Architecture
Positioning
Provide enterprise-level (efficient, stable, secure, low-cost, product-oriented) file distribution and management services, and become the cloud-native best practice and standard solution in this realm.
What problems are solved
Architecture design flaws: The existing architecture is difficult to meet the growing business needs of file distribution, and has gradually exposed deficiencies in stability, efficiency, and security, and is facing more and more challenges
Insufficient value penetration: Currently only supports HTTP back-to-source protocol, and lacks adaptation to other types of storage (HDFS, storage services of various cloud vendors, Maven, YUM, etc.)
Single distribution mode: Currently only supports active pull mode, lack of active push and active synchronization capabilities
Lack of product capabilities: No well-experienced console functions are capabilities, such as distribution task management and control, data market, multi-tenancy, and permission control, etc.
Features
- Through a unified back-to-source adaptation layer and realization of P2P file distribution capabilities that support various types of storage (HDFS, storage services of various cloud vendors, Maven, YUM, etc.)

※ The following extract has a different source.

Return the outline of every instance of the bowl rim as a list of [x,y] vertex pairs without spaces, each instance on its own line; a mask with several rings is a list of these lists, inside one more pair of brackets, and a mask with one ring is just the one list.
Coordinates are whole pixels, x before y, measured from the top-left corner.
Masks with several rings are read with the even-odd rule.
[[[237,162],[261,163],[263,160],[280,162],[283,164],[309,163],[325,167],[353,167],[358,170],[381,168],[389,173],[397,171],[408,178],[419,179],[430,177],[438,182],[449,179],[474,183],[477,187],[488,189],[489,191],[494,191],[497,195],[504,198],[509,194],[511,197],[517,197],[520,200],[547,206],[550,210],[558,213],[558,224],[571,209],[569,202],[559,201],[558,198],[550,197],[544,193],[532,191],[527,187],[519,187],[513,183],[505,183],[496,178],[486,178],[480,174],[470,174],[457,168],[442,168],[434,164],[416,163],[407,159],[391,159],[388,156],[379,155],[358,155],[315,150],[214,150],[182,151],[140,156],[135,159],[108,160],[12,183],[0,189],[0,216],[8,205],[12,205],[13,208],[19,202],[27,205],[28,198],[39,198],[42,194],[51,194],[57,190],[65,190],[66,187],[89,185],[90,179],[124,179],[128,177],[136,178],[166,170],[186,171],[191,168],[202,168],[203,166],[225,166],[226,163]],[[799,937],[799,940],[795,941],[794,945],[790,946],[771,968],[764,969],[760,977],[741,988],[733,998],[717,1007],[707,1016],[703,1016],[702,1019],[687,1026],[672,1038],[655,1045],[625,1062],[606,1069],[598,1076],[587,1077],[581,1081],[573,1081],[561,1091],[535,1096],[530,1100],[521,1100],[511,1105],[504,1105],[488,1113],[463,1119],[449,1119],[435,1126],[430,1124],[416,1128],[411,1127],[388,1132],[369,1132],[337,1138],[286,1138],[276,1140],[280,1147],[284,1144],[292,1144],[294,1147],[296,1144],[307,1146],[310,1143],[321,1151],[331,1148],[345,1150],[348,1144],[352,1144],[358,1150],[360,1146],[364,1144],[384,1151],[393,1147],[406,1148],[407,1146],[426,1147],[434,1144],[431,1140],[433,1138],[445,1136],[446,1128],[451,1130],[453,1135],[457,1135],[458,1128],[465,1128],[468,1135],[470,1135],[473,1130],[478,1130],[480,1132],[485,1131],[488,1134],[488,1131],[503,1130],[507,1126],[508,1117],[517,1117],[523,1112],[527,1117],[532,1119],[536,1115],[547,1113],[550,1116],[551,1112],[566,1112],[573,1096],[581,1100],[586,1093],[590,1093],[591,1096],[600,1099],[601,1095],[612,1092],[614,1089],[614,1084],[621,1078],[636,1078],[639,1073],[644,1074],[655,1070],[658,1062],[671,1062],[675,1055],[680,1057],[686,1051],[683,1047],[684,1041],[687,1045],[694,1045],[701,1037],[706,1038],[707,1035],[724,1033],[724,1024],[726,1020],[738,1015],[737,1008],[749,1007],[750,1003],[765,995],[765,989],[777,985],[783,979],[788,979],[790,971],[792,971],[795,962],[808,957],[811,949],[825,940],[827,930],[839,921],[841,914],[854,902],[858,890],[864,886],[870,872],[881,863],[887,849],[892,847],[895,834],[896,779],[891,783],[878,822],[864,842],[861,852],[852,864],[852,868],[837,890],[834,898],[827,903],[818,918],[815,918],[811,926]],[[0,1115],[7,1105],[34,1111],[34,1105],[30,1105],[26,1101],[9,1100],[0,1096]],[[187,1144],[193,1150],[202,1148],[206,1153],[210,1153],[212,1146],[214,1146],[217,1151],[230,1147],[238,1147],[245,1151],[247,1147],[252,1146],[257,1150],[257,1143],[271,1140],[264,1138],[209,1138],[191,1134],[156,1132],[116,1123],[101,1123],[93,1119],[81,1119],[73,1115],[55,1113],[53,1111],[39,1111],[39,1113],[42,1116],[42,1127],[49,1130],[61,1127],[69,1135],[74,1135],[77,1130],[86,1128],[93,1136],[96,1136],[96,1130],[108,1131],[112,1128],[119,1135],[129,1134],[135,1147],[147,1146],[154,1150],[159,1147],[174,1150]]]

- Support more distribution modes: active pull, active push, real-time synchronization, remote copy, automatic warm-up, cross-cloud transmission, etc.
- Separation and decoupling between systems, scheduling and CDN plug-in, and support on-demand deployment, light or heavy, internal or external, flexible to meet the actual needs of different scenarios
- Based on the newly designed P2P protocol framework of grpc, with better efficiency and stability
- Support encrypted transmission, account-based transmission authentication and current limiting, and multi-tenant isolation mechanism
- Support more efficient IO methods: multi-threaded IO, memory mapping, DMA, etc.
- Support dynamic compression, memory file system and more efficient scheduling algorithms to improve distribution efficiency
- The client supports third-party software's native integration of Dragonfly's P2P capabilities through the C/S mode
- Production capabilities: support file upload, task management of various distribution modes, data views, and global management and control functions
- One set of internal and external, core features are shared with each other, and non-common features are extended separately
- Further integration with the ecosystem: Harbor, Nydus (image downloading solution on demand), warehouse services of various cloud vendors, etc.
Architecture
Subsystem features
Manager
- Dynamic configuration management
- Data Big Disk & Bandwidth Measurement
- File upload & distribution management and control
- File synchronization management
- Account & access control
- Subscription & notification
- Multi-tenant management
- Command channel service (channel integration)
Scheduler
- Multi-dimensional P2P scheduling strategy
- Intelligent scheduling algorithm (advanced)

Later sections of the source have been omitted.